Frequency Table: How to use pandas value_counts() function to impute missing values?

value_counts() function is present in pandas library and is very useful in Data Wrangling step. It is used to analyze frequency distribution of values in a variable by plotting frequency table.

value_counts() function returns object containing counts of unique values. The resulting object will be in descending order so that the first element is the most frequently-occurring element. Excludes NA values by default.

So, pandas value_counts() function is very useful in imputing the missing values. 

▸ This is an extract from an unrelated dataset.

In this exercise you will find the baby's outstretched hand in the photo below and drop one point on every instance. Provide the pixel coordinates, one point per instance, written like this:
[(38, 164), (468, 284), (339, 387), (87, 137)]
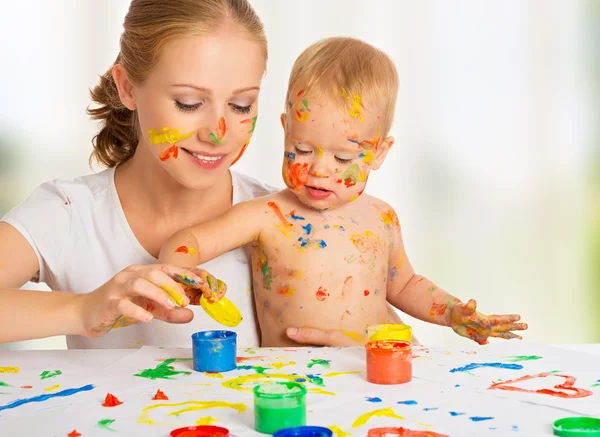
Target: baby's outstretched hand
[(470, 323)]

Consider a Load Prediction dataset. We will try to impute missing values in Self_Employed variable.

Step 1: Import the required libraries

import pandas as pd
import numpy as np

Step 2: Load the dataset

dataset = pd.read_csv("C:/train_loan_prediction.csv")
Output: (614, 13)

So, this dataset has 614 observations. Self_Employed column contains either "Yes" or "No". Lets see how many missing values are there in this columns:

Output: 32

So, this column contains 32 missing observations (out of total 614 observations). Now lets use pandas value_counts() function to calculate number of "Yes" and number of "No".

No     500
Yes     82

We can clearly observe that out of 582 observations, there are 500 "No" values which is around 86%. So if we easily impute "No" in the 32 missing values.

dataset['Self_Employed'].fillna('No', inplace=True)

So, in this way, we can use value_counts to impute missing values.